If Apple is preparing such a plan, that would suit the music industry just fine. Plenty of people at the top four labels have long been uncomfortable with unprotected music files. The major recording companies favor formats that protect music from being copied and shared. Label executives have also said that selling individual songs isn't a good business as the profit margins are small and it's a not a model that can't grow. Nguyen's ideas appealed to many at the music labels, particularly those at Warner Music Group, which invested $20 million into the company.
In May, Warner announced that it had to write down about $11 million of the Lala investment.
Some of the music execs I've talked to say they see a world where music buyers will leap at the chance to buy a song for life.
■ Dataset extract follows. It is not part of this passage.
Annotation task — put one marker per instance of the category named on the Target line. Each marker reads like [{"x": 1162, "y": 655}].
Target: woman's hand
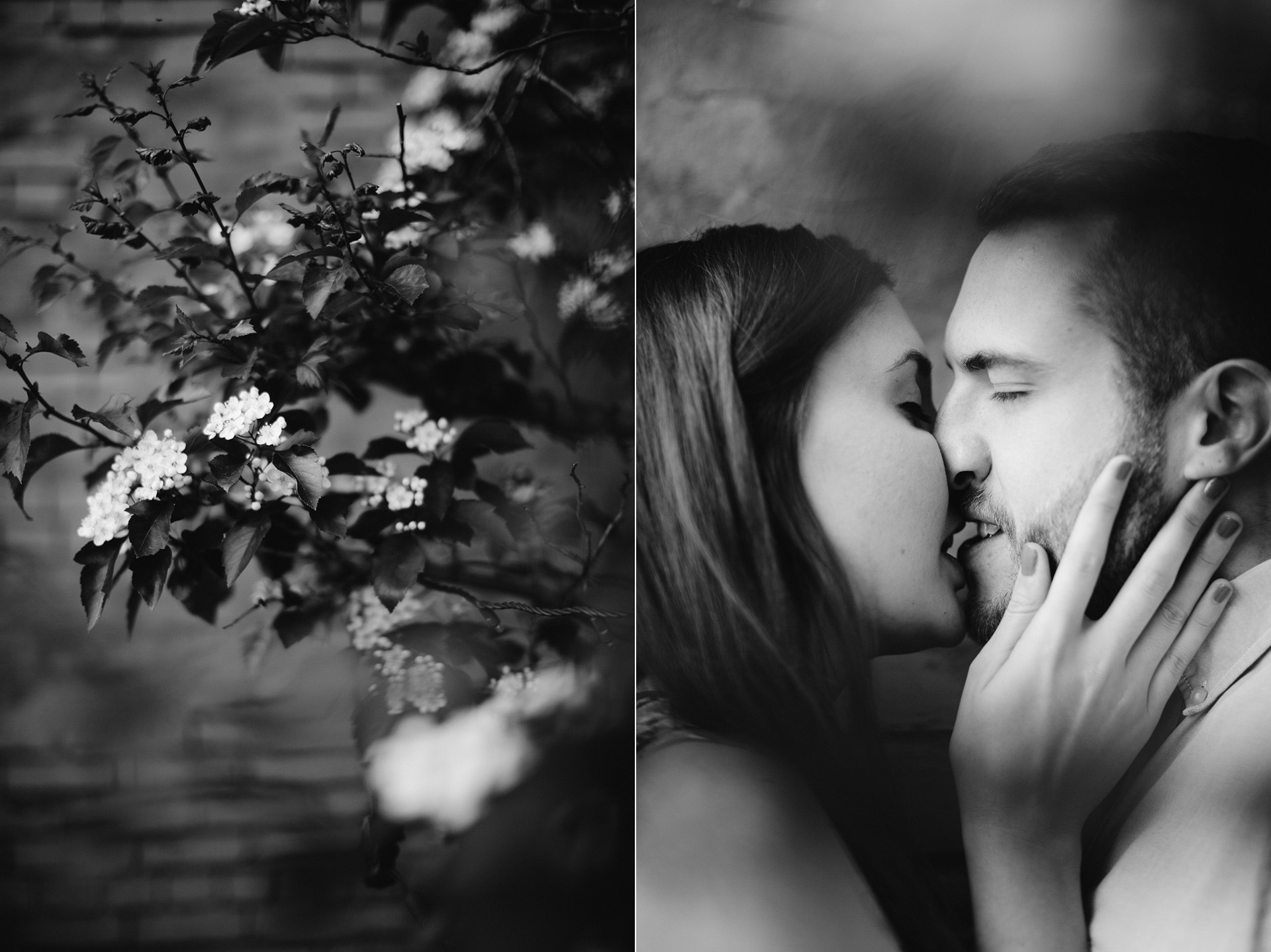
[{"x": 1057, "y": 706}]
In a world where music is stored on the servers of big companies, a consumer never has to worry about losing a song library to a broken hard drive or lost music player.
Of course, consumers would likely pay a premium for this life-time ownership and cloud-based service, but many in the industry feel that the public is ready for that kind of offer.
By all appearances, Nguyen could be the architect of this vision at iTunes.
Regardless of Lala's shortcomings, the company created something good enough to lure Google and Apple, two of technology's most successful companies. That alone isn't a bad resume.
And when you look at the $85 million purchase price, Nguyen engineered by far the best exit in the the battered digital music sector in at least a year.
There's something else to keep in mind about Nguyen; he recovers from spills quickly, usually in time to catch the next big wave. Hang 10, Bill.